O maior aliado de Temer para aprovação das reformas é o presidente da Câmara, Rodrigo Maia (DEM-RJ), que não compartilha o mesmo otimismo, embora esteja engajado plenamente nessa agenda. Maia comemorou a rejeição da denúncia, mas disse que o resultado não era bom para as reformas pelo fato de que a manifestação a favor de Temer não alcançou o quórum equivalente ao de aprovação de emendas constitucionais. De certa forma, revelou certa surpresa com o número de votos contra Temer.
O PSDB rachou na votação da denúncia contra o presidente Michel Temer: dos 47 deputados da bancada, 22 votaram a favor do presidente e 21, contrários. Quatro estavam ausentes. Esse resultado fragilizou a posição do PSDB na Esplanada, sendo que a pasta das Cidades, ocupada pelo deputado Bruno Araújo (PE), é o objeto de desejo do chamado Centrão (PP, PR, PSD e PTB), que reúne 142 deputados. Mas o grupo também não votou monoliticamente: houve 32 deputados dissidentes, sendo 14 do PSD, cuja bancada tem 38 deputados. No PMDB, somente sete dos 63 deputados votaram contra Temer, mesmo com o partido fechando questão. Temendo punição, já procuram outras legendas.
No caso dos tucanos, a tensão na legenda é grande. O presidente interino, Tasso Jereissati (CE), ontem, disse que a permanência dos ministros tucanos no governo é um problema do presidente da República e não da legenda, que não precisa de cargos para aprovar as reformas. O senador Aécio Neves (MG), licenciado da presidência da legenda por causa da Lava-Jato, foi um dos artífices da vitória de Temer. O governador de São Paulo, Geraldo Alckmin, passou a defender publicamente o desembarque do governo. Segundo ele, a permanência do PSDB na administração federal perderá o sentido depois da reforma da Previdência.
Reforma política
Uma extensa agenda legislativa já está definida para o Congresso, mas a intenção do presidente da Câmara, Rodrigo Maia (DEM-EJ), é pôr em votação na próxima semana a reforma política. As principais propostas em discussão são a instituição do financiamento público de campanhas; o sistema de listas partidárias preordenadas para as eleições proporcionais; o fim das coligações; a perda de mandatos majoritários por infidelidade partidária; e cláusula de barreira. A proposta mais polêmica em discussão, porém, é a criação do chamado “distritão”, uma jabuticaba plantada pelo presidente Michel Temer quando ainda era vice da presidente Dilma Rousseff.
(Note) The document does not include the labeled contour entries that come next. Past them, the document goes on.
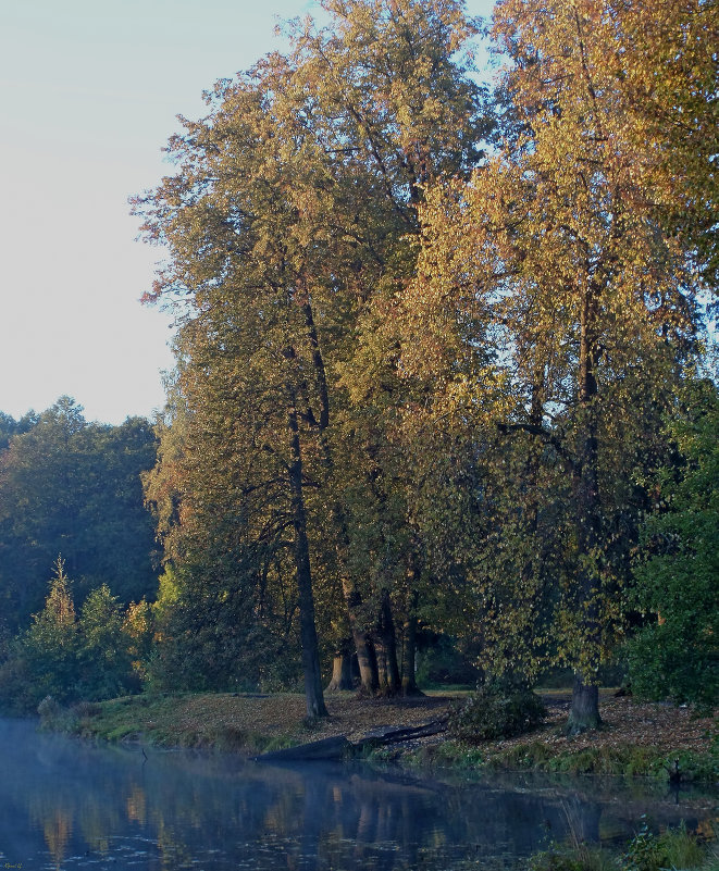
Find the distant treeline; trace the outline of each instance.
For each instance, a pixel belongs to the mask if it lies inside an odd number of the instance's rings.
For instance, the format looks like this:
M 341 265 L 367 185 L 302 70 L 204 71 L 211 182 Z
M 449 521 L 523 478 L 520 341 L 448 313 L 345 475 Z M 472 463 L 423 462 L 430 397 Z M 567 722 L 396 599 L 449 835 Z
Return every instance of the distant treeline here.
M 0 412 L 0 621 L 5 633 L 42 608 L 58 557 L 78 604 L 108 584 L 123 602 L 157 589 L 154 525 L 140 474 L 157 439 L 142 418 L 88 423 L 61 397 L 20 421 Z

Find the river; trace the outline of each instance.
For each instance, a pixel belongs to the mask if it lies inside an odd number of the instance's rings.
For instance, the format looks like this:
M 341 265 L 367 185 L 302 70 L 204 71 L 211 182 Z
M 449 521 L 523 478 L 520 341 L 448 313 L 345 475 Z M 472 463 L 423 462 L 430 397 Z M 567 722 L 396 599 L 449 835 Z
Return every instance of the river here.
M 587 777 L 270 766 L 0 720 L 0 868 L 453 871 L 569 839 L 716 821 L 716 794 Z

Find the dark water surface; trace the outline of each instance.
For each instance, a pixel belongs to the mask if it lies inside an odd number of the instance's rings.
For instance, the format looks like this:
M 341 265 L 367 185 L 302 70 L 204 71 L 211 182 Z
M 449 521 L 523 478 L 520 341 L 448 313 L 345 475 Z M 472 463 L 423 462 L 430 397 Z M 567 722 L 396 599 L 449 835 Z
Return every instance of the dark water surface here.
M 468 781 L 369 766 L 95 745 L 0 720 L 0 869 L 453 871 L 567 838 L 708 826 L 716 795 L 529 776 Z

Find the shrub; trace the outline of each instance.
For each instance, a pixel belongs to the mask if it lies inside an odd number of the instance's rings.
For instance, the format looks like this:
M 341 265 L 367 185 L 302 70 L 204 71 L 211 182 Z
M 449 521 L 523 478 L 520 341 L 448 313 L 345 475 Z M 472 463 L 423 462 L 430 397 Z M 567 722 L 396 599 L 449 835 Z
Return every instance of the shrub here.
M 450 714 L 449 732 L 470 743 L 510 738 L 536 729 L 545 717 L 544 702 L 529 686 L 492 679 Z

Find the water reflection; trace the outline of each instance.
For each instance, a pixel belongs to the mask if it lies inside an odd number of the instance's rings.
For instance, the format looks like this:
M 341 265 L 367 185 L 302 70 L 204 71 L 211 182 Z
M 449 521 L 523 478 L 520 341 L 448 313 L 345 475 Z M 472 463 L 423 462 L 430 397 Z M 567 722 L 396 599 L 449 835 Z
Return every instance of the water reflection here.
M 0 721 L 0 863 L 41 869 L 460 869 L 550 839 L 609 841 L 642 813 L 711 825 L 712 798 L 636 784 L 280 768 L 95 746 Z

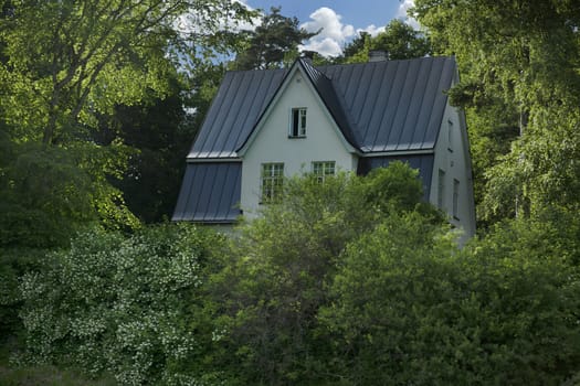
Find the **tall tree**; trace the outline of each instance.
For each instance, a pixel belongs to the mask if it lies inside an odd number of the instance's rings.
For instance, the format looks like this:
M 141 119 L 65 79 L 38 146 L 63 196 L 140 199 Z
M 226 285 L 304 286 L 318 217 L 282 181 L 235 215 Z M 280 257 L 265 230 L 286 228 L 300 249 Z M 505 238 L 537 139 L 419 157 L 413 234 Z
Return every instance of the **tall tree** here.
M 271 8 L 255 31 L 246 32 L 246 47 L 238 54 L 235 68 L 280 68 L 297 57 L 303 41 L 317 34 L 298 28 L 297 18 L 286 18 L 280 11 L 281 8 Z
M 418 0 L 435 51 L 455 54 L 467 110 L 478 213 L 495 221 L 577 210 L 580 7 L 574 1 Z
M 45 239 L 35 245 L 62 245 L 67 237 L 52 235 L 89 221 L 135 226 L 110 179 L 123 178 L 136 153 L 119 138 L 96 141 L 89 128 L 119 106 L 171 94 L 181 61 L 197 64 L 201 53 L 223 50 L 232 35 L 213 32 L 221 20 L 244 15 L 243 7 L 229 0 L 1 0 L 0 10 L 0 130 L 12 154 L 0 160 L 10 218 L 0 225 L 10 240 L 2 244 L 25 245 L 24 235 L 36 229 Z
M 94 112 L 138 103 L 148 90 L 167 93 L 177 60 L 168 60 L 168 42 L 180 39 L 175 25 L 193 11 L 196 26 L 213 31 L 221 12 L 218 0 L 10 3 L 0 29 L 2 100 L 10 121 L 44 144 L 65 142 L 77 124 L 94 125 Z

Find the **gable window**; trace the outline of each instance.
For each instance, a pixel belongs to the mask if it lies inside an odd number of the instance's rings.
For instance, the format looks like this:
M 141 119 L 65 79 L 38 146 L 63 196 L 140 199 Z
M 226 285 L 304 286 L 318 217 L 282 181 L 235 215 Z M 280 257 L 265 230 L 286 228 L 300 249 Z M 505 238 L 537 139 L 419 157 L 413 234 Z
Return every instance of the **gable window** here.
M 460 219 L 460 181 L 453 179 L 453 218 Z
M 262 163 L 261 203 L 280 201 L 284 183 L 284 163 Z
M 437 175 L 437 207 L 442 210 L 444 203 L 445 203 L 445 171 L 440 169 L 439 175 Z
M 313 162 L 313 174 L 318 182 L 325 182 L 328 175 L 335 175 L 335 161 Z
M 288 137 L 306 137 L 306 107 L 298 107 L 292 109 Z
M 453 121 L 447 120 L 447 150 L 453 151 Z

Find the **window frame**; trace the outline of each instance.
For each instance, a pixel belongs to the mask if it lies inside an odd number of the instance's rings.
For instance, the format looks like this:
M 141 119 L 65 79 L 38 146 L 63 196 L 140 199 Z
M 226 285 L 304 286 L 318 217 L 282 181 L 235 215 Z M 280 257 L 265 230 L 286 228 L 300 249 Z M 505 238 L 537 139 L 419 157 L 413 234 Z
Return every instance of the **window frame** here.
M 439 169 L 437 173 L 437 207 L 445 208 L 445 171 Z
M 306 107 L 293 107 L 291 109 L 288 138 L 306 138 L 307 111 Z
M 329 175 L 336 175 L 336 161 L 313 161 L 312 172 L 318 180 L 324 183 Z
M 265 162 L 260 171 L 260 204 L 280 202 L 284 190 L 284 162 Z
M 453 218 L 460 219 L 460 180 L 453 179 Z
M 447 119 L 447 150 L 453 152 L 453 120 Z

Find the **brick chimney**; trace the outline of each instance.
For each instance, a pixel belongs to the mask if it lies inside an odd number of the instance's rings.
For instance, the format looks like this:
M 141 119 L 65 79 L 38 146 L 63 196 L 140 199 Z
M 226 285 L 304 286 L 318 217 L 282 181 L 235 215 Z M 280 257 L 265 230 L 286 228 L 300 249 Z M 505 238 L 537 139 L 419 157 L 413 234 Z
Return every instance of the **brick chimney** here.
M 387 62 L 389 53 L 382 50 L 369 51 L 369 62 Z

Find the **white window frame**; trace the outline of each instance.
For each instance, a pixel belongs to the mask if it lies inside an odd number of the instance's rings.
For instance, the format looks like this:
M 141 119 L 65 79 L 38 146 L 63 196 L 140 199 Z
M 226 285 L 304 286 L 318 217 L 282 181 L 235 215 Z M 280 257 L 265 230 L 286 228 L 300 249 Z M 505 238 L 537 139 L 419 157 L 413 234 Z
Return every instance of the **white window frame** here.
M 327 176 L 335 175 L 335 161 L 313 161 L 313 174 L 316 175 L 318 182 L 324 183 Z
M 460 180 L 453 179 L 453 218 L 460 219 Z
M 445 171 L 443 169 L 440 169 L 437 173 L 437 207 L 445 208 Z
M 260 174 L 260 203 L 278 202 L 284 186 L 284 163 L 262 163 Z
M 453 152 L 453 121 L 447 120 L 447 150 Z
M 291 110 L 291 119 L 288 127 L 288 138 L 305 138 L 306 137 L 306 107 L 295 107 Z

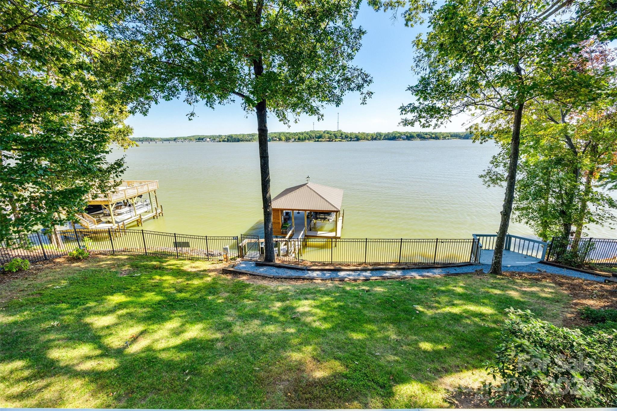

O “distritão” acaba com a eleição proporcional, em vigor desde as eleições de 1945, e absolutiza o voto uninominal. Serão eleitos os deputados mais votados em cada estado, independentemente da votação de seus respectivos partidos. Não é fácil a aprovação dessa proposta no plenário da Câmara, porém, porque a mudança altera profundamente as condições para a reeleição dos atuais parlamentares, acostumados com as regras atuais. Outra discussão aberta com a reforma política é a adoção do parlamentarismo. O impeachment de Dilma Rousseff e as agruras de Michel Temer, que assumiu seu lugar, para muitos parlamentares, são a demonstração de que o chamado presidencialismo de coalizão é um sistema falido, que joga o país em longas crises quando o governo perde sua base parlamentar.